Saga in Turmoil: Captain Battles Storm, Short-Handed Crew, and Drinking
Dutch Harbor, Alaska — The Saga crab boat faced a chaotic and dangerous scene this week, as Captain Jake Anderson struggled to maneuver his vessel against 60-knot winds with only a skeleton crew on deck. What began as a docking nightmare quickly spiraled into a full-blown personnel crisis, raising questions about discipline, safety, and sobriety at sea.
The ordeal began when Anderson attempted to dock the Saga with one engine out of commission. “It’s hard having one guy up here, walking it up, you know,” Anderson said from the wheelhouse. Down two deckhands, he was left with only Nick and Tim to handle three lines in gale-force winds. “I want to shoot myself right now,” Anderson muttered in frustration as the boat nearly collided with another vessel.
Despite the setbacks, the undermanned crew managed to secure the lines and regain control of the ship. But the relief was short-lived. Missing deckhands Jamie Smith and Kenny Jensen returned to the vessel two hours late—and immediately faced suspicion of drinking on duty.
“You’re two hours late. It’s blowing 60 and you leave your brother by himself manning three lines in a storm with one engine,” Anderson scolded. Producing alcohol test strips, the captain demanded both men take the test on the spot. “Good deckhand or not, amazing deckhand or not, they’re getting alcohol strips as soon as they get here,” Anderson declared.

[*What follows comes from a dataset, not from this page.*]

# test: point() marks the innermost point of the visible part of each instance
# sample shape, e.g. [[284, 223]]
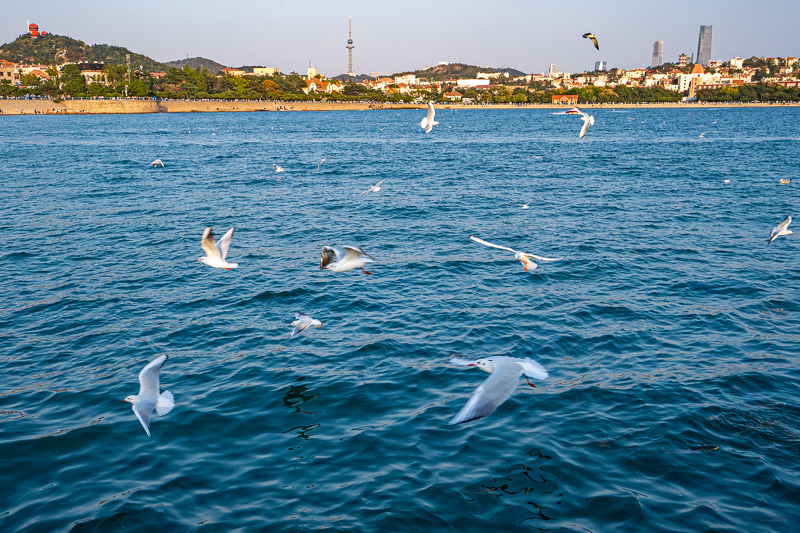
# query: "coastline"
[[135, 106]]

Both men admitted to drinking, though they claimed it was limited. “I had cranberry and vodka. I know I should’ve been here,” Smith confessed. Anderson, himself a recovering alcoholic, took the infraction personally. “You compromise my sobriety by drinking around me like this,” he told the crew.
After four hours in what the crew dubbed “the drunk tank,” Smith and Jensen were retested. Initially, both appeared to pass—until suspicions surfaced that Smith had tampered with his results. A crewmate revealed that Smith’s test strip had been scratched to conceal a positive result.

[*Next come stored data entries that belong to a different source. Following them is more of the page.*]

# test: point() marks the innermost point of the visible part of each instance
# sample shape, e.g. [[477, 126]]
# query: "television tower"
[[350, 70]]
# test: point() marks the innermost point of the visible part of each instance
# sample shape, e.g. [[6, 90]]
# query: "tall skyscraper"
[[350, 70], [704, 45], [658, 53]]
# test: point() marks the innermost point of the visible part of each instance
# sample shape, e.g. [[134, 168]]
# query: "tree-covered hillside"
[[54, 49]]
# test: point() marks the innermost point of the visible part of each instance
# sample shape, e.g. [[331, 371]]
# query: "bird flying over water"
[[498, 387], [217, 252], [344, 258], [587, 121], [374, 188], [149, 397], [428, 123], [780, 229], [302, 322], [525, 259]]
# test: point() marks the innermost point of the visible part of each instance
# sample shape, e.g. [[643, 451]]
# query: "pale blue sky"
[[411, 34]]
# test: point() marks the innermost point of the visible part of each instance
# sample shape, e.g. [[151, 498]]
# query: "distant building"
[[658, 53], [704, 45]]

“Are you kidding me? He scratched it off?” Anderson exclaimed when shown the evidence. Smith, who allegedly consumed “six to eight doubles” before boarding, soon walked off the boat with his backpack, leaving his future with the Saga in jeopardy.
“I’m still technically and legally responsible for him,” Anderson admitted, noting the paperwork required to sever liability. “If he gets hurt or he hurts somebody else, it’ll be my direct responsibility and the boat’s.”
The incident underscores the dangers of alcohol in the high-stakes world of crab fishing, where even minor lapses can put lives and livelihoods at risk. For Anderson, already down one engine and behind quota, the scandal adds a new layer of uncertainty.
“You’re so lucky you still got your job,” Anderson told Jensen, who avoided dismissal by the thinnest margin. “You’re close.”
As the Saga pushes to complete its season with 60,000 pounds left to catch, Anderson must decide whether discipline, trust, and sobriety can be restored—or whether his troubled crew will sink the season before the ice does.